In article <osborn.677813746@dragon> osborn@socs.uts.edu.au (Tom Osborn) writes:
>
>I must admit some doubts about this. I had a postgrad student working
>on something a bit like this a few years ago (automatic indexing and
>content addressable retrieval). Some that retrieval from headlines and
>intro paragraphs is fraught with problems - the key words are there,
>but so is a lot of attention attracting hype.

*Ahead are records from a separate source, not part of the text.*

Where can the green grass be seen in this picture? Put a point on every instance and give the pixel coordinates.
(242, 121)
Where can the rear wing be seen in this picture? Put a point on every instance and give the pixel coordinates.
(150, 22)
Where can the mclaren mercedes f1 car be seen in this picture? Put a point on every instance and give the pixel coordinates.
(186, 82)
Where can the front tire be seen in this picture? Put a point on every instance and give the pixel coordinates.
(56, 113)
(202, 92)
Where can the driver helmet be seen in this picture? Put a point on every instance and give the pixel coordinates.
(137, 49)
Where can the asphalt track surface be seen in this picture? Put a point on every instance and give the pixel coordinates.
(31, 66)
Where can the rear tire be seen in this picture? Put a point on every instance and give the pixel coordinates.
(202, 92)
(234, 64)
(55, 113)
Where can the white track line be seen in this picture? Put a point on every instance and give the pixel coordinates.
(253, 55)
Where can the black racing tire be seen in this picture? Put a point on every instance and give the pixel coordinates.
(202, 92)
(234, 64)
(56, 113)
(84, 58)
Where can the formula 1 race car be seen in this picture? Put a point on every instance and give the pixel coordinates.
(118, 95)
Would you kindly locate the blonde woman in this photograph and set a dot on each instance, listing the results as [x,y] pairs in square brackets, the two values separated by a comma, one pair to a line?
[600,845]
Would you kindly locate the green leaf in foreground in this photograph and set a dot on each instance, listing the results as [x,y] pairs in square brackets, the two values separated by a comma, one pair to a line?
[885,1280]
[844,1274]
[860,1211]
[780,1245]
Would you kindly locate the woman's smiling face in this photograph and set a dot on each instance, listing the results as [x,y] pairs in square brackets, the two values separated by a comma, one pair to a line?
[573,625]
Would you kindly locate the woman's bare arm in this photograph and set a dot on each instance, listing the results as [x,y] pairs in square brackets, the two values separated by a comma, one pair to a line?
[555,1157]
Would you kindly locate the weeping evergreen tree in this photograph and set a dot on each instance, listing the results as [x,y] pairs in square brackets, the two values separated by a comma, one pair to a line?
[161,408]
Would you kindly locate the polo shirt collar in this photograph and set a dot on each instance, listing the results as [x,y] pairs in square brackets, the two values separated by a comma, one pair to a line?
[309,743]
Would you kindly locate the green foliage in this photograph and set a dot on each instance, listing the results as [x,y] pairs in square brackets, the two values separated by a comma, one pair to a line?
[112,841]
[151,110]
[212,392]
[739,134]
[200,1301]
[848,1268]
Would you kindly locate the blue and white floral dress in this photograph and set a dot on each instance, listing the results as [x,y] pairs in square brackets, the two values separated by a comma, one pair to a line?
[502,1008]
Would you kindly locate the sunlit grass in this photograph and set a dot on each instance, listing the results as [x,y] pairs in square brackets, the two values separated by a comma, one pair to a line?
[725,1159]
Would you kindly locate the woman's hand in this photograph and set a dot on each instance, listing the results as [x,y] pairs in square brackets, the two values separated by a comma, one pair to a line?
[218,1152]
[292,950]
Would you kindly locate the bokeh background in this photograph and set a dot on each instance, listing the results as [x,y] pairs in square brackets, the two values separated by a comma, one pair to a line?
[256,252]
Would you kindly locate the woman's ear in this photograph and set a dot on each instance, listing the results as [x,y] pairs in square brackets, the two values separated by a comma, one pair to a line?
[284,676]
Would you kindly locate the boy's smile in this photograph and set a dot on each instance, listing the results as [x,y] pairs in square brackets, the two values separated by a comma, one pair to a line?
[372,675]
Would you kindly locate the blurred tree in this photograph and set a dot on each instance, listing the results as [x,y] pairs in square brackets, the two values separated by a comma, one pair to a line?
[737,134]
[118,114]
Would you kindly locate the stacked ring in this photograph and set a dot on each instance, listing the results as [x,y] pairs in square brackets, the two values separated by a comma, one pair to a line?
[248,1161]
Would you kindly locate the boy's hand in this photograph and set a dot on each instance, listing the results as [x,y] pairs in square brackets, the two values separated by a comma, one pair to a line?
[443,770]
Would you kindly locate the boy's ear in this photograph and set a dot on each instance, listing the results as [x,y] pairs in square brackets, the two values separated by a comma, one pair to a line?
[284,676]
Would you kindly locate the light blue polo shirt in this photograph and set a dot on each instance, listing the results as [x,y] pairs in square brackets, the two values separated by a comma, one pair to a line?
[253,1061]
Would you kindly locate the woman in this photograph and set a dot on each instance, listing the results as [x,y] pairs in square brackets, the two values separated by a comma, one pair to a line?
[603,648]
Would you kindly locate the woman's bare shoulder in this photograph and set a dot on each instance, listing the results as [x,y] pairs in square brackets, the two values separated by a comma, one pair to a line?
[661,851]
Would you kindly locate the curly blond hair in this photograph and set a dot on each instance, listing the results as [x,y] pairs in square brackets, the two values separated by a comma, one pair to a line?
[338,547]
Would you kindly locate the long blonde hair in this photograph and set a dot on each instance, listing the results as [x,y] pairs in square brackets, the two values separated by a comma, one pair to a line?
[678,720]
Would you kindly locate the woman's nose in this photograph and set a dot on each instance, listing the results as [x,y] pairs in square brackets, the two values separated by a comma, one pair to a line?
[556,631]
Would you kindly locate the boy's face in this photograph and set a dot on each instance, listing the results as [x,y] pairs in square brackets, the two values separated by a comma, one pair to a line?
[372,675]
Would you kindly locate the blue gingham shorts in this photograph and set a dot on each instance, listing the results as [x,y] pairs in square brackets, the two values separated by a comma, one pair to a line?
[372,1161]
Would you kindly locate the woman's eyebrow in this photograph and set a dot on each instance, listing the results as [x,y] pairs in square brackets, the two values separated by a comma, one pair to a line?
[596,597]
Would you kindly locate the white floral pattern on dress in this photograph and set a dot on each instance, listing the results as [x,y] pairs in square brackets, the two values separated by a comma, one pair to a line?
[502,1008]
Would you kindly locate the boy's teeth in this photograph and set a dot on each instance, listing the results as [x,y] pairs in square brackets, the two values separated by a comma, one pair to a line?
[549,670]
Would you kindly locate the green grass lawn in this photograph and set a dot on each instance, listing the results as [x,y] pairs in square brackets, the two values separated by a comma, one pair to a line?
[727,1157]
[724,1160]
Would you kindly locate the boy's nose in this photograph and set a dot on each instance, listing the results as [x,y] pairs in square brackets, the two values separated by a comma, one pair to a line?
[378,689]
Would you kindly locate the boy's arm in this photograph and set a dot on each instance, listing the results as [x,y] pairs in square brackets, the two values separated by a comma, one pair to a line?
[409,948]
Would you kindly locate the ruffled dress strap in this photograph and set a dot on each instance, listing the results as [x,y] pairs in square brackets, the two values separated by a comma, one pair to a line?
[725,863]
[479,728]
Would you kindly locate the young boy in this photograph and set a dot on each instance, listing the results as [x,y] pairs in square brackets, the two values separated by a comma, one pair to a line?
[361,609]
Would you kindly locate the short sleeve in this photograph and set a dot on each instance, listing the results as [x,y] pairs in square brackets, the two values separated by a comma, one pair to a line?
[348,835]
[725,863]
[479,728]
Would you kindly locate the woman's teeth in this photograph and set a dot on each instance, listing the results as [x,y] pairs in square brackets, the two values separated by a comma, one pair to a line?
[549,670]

Manual key-wording is a
>possible fix, but it seems that non-experts are poor at this (they 
>devise keys from their own perspective well, but for readers badly).


At AAAI-90 in one of the applications seminars, a company presented
a rule-based system developed for Reuters to do automatic indexing of
news stories coming off of the wire.  They have had tremendous success
with the system.  It is more accurate at indexing stories than humans,
because humans get bored and careless.  (Evidently, indexing is tedious.)
And it's much quicker: stories are indexed within an hour, if I remember
correctly, instead of two days.    (There is no paper about this
in the proceedings.  There might have been a separate set of proceedings
for the applications conference; I'm not sure.)

The system is very simple in its design.  For example, it distinguishes
the meaning of the word "lead" ("I lead them to the conference room"
versus "our widgit is made of lead") by looking for the presence or
absence of certain other words in the surrounding text.  What is interesting
about the system is not its design but its tremendous practical success.